Surgical resection represents the mainstay treatment and only potentially curative option for gastric carcinoma, and is increasingly performed laparoscopically. Furthermore, other tumours and selected cases of non-malignant disorders of the stomach may require partial or total gastrectomy. Often performed in elderly patients, gastric resection remains a challenging procedure, with significant morbidity (14-43% complication rate) and non-negligible postoperative mortality (approximately 3%). This paper provides an overview of contemporary surgical techniques for non-bariatric gastric resection, reviews and illustrates the expected postoperative imaging appearances, common and unusual complications after partial and total gastrectomy. Albeit cumbersome or unfeasible in severely ill or uncooperative patients, contrast fluoroscopy remains useful to rapidly check for anastomotic patency and integrity. Currently, emphasis is placed on multidetector CT, which comprehensively visualizes the surgically altered anatomy and consistently detects complications such as anastomotic leaks and fistulas, duodenal stump leakage, afferent loop syndrome, haemorrhages, pancreatic fistulas and porto-mesenteric venous thrombosis.
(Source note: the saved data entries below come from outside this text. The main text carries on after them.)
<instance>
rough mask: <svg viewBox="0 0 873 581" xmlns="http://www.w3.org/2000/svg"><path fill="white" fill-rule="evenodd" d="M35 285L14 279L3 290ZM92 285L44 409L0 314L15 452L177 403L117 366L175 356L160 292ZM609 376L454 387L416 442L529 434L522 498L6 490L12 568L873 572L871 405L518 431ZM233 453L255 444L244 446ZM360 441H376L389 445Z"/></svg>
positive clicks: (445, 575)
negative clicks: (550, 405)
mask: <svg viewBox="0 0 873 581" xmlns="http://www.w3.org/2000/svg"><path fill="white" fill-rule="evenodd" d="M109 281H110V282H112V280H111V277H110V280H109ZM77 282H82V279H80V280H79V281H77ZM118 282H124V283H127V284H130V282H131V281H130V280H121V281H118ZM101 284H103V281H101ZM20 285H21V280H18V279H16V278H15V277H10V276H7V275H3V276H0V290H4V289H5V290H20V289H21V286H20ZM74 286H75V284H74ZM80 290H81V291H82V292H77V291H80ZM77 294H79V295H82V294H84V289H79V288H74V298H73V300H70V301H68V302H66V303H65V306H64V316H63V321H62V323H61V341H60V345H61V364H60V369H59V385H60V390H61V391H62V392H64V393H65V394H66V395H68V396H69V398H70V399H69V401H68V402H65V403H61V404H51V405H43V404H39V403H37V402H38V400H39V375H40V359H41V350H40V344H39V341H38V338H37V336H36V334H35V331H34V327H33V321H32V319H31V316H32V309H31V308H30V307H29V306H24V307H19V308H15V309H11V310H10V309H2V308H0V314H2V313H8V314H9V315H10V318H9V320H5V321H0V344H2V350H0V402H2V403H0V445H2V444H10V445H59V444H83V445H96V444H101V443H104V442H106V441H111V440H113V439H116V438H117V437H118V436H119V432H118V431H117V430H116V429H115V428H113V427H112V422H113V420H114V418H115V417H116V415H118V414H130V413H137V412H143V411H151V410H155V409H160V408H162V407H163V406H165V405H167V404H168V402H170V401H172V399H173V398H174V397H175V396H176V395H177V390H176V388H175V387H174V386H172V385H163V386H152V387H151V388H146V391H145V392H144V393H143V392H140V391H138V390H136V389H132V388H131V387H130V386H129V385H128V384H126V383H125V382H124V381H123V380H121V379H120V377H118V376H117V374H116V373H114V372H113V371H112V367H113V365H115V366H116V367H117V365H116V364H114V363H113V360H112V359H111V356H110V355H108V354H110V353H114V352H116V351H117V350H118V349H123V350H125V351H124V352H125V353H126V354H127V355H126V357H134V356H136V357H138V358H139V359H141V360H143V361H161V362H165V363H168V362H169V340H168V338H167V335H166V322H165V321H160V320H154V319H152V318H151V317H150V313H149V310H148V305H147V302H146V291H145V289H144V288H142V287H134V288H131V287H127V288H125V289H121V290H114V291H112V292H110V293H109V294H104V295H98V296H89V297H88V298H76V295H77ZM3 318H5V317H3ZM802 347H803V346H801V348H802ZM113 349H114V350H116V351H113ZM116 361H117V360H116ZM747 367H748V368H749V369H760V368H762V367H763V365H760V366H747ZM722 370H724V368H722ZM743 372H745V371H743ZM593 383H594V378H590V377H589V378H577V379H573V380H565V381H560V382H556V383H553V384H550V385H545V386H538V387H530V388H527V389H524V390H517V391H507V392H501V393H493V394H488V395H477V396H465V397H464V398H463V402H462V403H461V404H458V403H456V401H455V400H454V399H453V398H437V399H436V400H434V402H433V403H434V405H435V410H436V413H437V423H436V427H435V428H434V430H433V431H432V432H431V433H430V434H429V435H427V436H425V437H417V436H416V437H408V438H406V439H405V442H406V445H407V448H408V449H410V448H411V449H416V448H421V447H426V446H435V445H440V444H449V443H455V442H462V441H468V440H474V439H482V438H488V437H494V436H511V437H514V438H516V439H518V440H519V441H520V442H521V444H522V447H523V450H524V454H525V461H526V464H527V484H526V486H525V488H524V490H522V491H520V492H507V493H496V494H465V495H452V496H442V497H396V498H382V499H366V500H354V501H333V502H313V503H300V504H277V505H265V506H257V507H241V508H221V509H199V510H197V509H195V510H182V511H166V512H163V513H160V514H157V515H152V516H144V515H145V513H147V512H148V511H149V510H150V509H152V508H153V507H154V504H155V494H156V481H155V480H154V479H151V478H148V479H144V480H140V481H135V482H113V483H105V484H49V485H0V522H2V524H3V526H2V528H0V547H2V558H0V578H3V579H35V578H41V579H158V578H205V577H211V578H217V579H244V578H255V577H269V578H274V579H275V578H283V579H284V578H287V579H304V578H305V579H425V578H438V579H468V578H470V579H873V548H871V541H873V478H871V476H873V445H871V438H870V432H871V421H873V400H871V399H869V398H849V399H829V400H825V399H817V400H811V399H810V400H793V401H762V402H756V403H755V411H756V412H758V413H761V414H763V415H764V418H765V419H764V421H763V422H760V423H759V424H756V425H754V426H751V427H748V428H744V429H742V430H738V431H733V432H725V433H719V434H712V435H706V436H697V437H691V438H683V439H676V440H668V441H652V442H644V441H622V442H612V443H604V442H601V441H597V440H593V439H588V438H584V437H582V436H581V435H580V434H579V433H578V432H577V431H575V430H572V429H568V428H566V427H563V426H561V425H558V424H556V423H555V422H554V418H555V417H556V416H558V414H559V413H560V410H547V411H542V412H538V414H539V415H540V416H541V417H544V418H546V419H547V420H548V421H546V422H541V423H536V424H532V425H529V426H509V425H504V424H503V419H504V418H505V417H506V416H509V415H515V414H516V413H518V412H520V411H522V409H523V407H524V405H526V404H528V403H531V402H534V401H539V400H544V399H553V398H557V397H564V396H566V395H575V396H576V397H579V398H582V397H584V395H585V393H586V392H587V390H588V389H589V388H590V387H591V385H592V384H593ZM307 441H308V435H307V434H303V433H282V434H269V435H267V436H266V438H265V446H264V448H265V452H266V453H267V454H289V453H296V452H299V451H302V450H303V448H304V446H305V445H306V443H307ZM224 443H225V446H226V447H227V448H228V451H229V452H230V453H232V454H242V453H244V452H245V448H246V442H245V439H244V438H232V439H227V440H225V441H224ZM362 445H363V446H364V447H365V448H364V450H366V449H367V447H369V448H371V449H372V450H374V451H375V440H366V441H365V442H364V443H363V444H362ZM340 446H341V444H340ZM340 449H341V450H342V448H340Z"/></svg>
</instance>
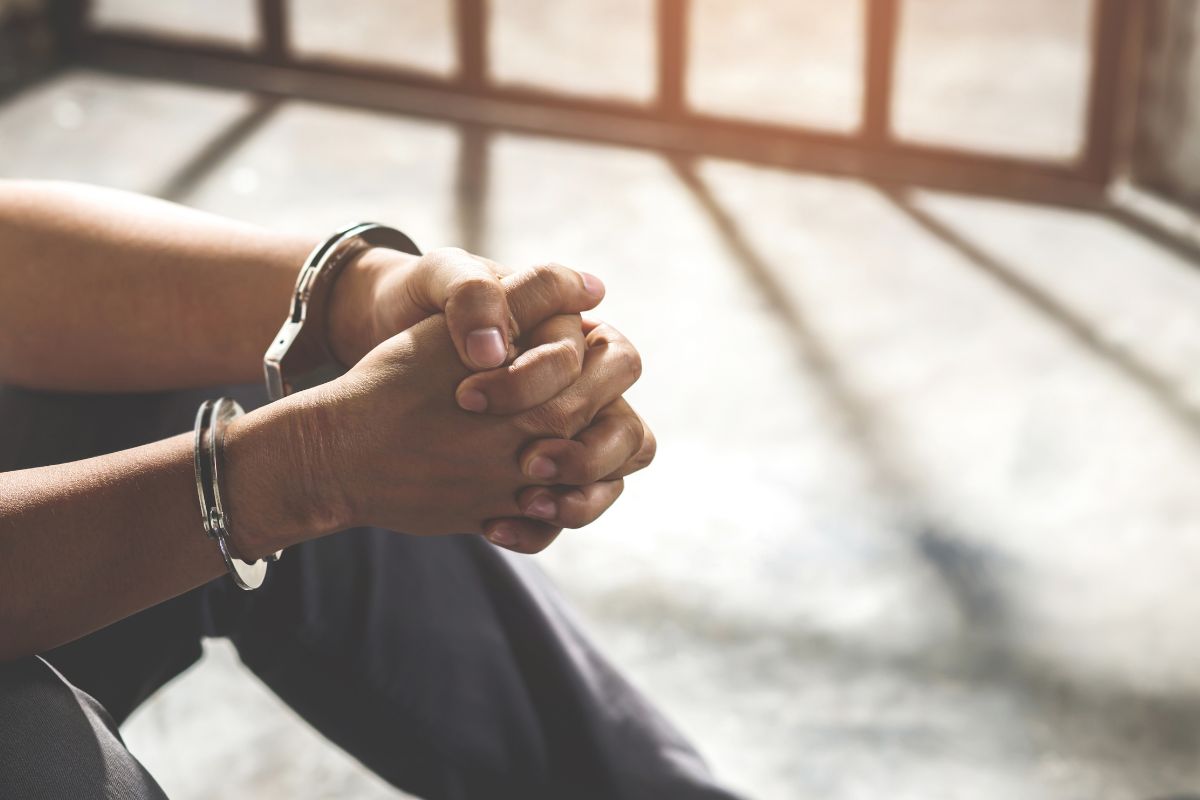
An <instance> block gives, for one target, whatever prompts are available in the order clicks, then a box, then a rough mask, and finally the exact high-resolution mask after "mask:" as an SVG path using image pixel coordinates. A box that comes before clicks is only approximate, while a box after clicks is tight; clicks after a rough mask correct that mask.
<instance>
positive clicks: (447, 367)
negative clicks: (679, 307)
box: [287, 248, 655, 553]
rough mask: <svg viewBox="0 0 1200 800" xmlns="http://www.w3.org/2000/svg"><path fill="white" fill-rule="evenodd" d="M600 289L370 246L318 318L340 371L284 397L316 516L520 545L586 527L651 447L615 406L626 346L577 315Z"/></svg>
mask: <svg viewBox="0 0 1200 800" xmlns="http://www.w3.org/2000/svg"><path fill="white" fill-rule="evenodd" d="M602 297H604V285H602V284H601V283H600V281H599V279H598V278H595V277H594V276H590V275H586V273H580V272H575V271H574V270H569V269H566V267H564V266H559V265H542V266H536V267H532V269H528V270H524V271H520V272H511V271H510V270H506V269H505V267H503V266H500V265H498V264H496V263H493V261H490V260H487V259H482V258H478V257H475V255H472V254H469V253H466V252H464V251H461V249H457V248H445V249H437V251H432V252H430V253H428V254H426V255H424V257H410V255H404V254H401V253H395V252H392V251H384V249H372V251H368V252H367V253H366V254H365V255H364V257H361V258H360V259H359V260H358V261H356V263H355V264H354V265H353V266H350V267H348V269H347V270H346V271H344V272H343V273H342V276H341V277H340V278H338V282H337V284H336V285H335V290H334V295H332V301H331V308H330V332H329V335H330V342H331V345H332V348H334V351H335V355H336V356H337V357H338V359H340V360H341V361H342V362H343V363H347V365H353V366H352V367H350V368H349V371H348V372H347V373H346V374H344V375H342V377H341V378H338V379H337V380H334V381H330V383H328V384H324V385H322V386H318V387H316V389H312V390H308V391H306V392H301V393H299V395H295V396H292V397H289V398H287V401H288V402H290V403H293V405H294V407H295V408H296V410H298V414H295V415H293V416H292V419H293V425H294V426H295V429H294V431H293V437H294V438H295V439H296V440H298V441H300V443H302V445H301V446H302V451H304V452H302V453H301V458H298V459H296V461H298V463H300V464H302V469H304V470H305V471H306V473H308V474H307V475H305V476H304V477H302V480H301V483H302V485H304V486H305V487H307V488H308V491H307V492H305V501H307V503H311V504H312V506H313V507H312V516H313V518H319V519H322V521H323V524H324V525H325V527H326V528H329V529H338V528H348V527H355V525H376V527H380V528H390V529H394V530H402V531H406V533H410V534H419V535H437V534H451V533H482V534H484V535H486V536H487V539H488V540H491V541H492V542H494V543H496V545H499V546H503V547H506V548H509V549H512V551H516V552H521V553H535V552H538V551H541V549H544V548H545V547H546V546H548V545H550V543H551V542H552V541H553V540H554V537H556V536H557V535H558V534H559V533H560V531H562V529H563V528H580V527H583V525H586V524H588V523H590V522H593V521H594V519H595V518H596V517H599V516H600V515H601V513H602V512H604V511H605V510H606V509H607V507H608V506H610V505H612V503H613V501H614V500H616V499H617V497H618V495H619V494H620V492H622V489H623V488H624V482H623V479H624V476H625V475H629V474H630V473H634V471H636V470H638V469H642V468H643V467H646V465H647V464H649V462H650V461H652V459H653V457H654V450H655V440H654V435H653V434H652V433H650V431H649V428H648V427H647V426H646V425H644V422H643V421H642V420H641V417H640V416H638V415H637V414H636V413H635V411H634V409H632V408H630V405H629V404H628V403H626V402H625V401H624V399H623V398H622V395H623V393H624V392H625V390H628V389H629V387H630V386H631V385H632V384H634V381H636V380H637V378H638V377H640V374H641V359H640V356H638V354H637V350H636V349H634V347H632V345H631V344H630V343H629V341H626V339H625V338H624V337H623V336H622V335H620V333H619V332H618V331H616V330H614V329H613V327H611V326H608V325H606V324H604V323H598V321H592V320H584V319H582V318H581V315H580V313H581V312H584V311H589V309H592V308H594V307H595V306H596V305H598V303H599V302H600V300H601V299H602ZM318 506H319V507H318ZM323 533H324V531H323Z"/></svg>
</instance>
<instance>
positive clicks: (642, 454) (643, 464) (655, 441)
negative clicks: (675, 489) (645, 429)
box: [638, 428, 659, 467]
mask: <svg viewBox="0 0 1200 800" xmlns="http://www.w3.org/2000/svg"><path fill="white" fill-rule="evenodd" d="M658 452H659V440H658V439H656V438H655V437H654V433H652V432H650V429H649V428H646V439H644V440H643V441H642V451H641V453H638V461H640V462H641V464H642V467H646V465H648V464H649V463H650V462H652V461H654V456H656V455H658Z"/></svg>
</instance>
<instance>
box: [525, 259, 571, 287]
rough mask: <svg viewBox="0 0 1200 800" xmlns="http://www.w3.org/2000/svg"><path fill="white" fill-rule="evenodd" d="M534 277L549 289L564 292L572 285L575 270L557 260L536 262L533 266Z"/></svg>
mask: <svg viewBox="0 0 1200 800" xmlns="http://www.w3.org/2000/svg"><path fill="white" fill-rule="evenodd" d="M532 269H533V279H534V281H536V282H538V283H539V284H541V285H542V287H545V288H546V289H547V290H548V291H552V293H557V294H563V293H564V291H565V290H569V289H570V288H571V285H572V281H574V279H575V278H574V275H575V272H574V271H572V270H570V269H568V267H565V266H563V265H562V264H558V263H556V261H546V263H545V264H536V265H534V266H533V267H532Z"/></svg>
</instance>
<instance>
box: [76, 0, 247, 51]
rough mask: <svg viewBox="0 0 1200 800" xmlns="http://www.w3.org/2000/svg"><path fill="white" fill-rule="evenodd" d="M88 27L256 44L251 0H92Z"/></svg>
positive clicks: (137, 33)
mask: <svg viewBox="0 0 1200 800" xmlns="http://www.w3.org/2000/svg"><path fill="white" fill-rule="evenodd" d="M90 7H91V24H92V26H94V28H96V29H98V30H113V31H118V30H119V31H130V32H137V34H155V35H166V36H170V37H174V38H191V40H203V41H210V42H220V43H222V44H236V46H240V47H245V48H247V49H250V48H252V47H254V46H257V43H258V19H257V11H256V7H254V0H172V2H162V1H161V0H92V2H91V4H90Z"/></svg>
Our aim is to help radiologists become familiar with early postoperative imaging, in order to understand the surgically altered anatomy and to differentiate between expected imaging appearances and abnormal changes heralding iatrogenic complications, thus providing a consistent basis for correct choice between conservative, interventional or surgical treatment.

TEACHING POINTS

• Radical gastrectomy is associated with frequent postoperative morbidity and non-negligible mortality. • In cooperative patients fluoroscopy allows checking for anastomotic patency and leaks. • Multidetector CT with / without oral contrast comprehensively visualizes the operated abdomen. • Awareness of surgically altered anatomy and expected postoperative appearances is warranted. • Main complications include anastomotic and duodenal leaks, haemorrhages and pancreatic fistulas.

摘要

未标注

手术切除是胃癌的主要治疗方法,也是唯一可能治愈的选择,且越来越多地通过腹腔镜进行。此外,其他肿瘤以及胃的某些非恶性疾病病例可能需要部分或全胃切除术。胃切除术常在老年患者中进行,仍然是一项具有挑战性的手术,并发症发生率较高(14 - 43%),术后死亡率也不容忽视(约3%)。本文概述了非减重性胃切除的当代手术技术,回顾并阐述了术后预期的影像学表现、部分和全胃切除术后常见及不常见的并发症。尽管对于病情严重或不配合的患者来说,对比荧光透视检查操作繁琐或不可行,但它对于快速检查吻合口通畅性和完整性仍很有用。目前,重点在于多排CT,它能全面显示手术改变的解剖结构,并能持续检测诸如吻合口漏和瘘、十二指肠残端漏、输入袢综合征、出血、胰瘘和门静脉肠系膜静脉血栓形成等并发症。我们的目的是帮助放射科医生熟悉术后早期影像学表现,以便理解手术改变的解剖结构,并区分预期的影像学表现与预示医源性并发症的异常变化,从而为在保守、介入或手术治疗之间做出正确选择提供一致的依据。

教学要点

• 根治性胃切除术术后并发症频发,死亡率不容忽视。• 对于配合的患者,荧光透视检查可用于检查吻合口通畅性和漏出情况。• 口服对比剂或不口服对比剂的多排CT能全面显示手术过的腹部。• 有必要了解手术改变的解剖结构和术后预期表现。• 主要并发症包括吻合口和十二指肠漏、出血和胰瘘。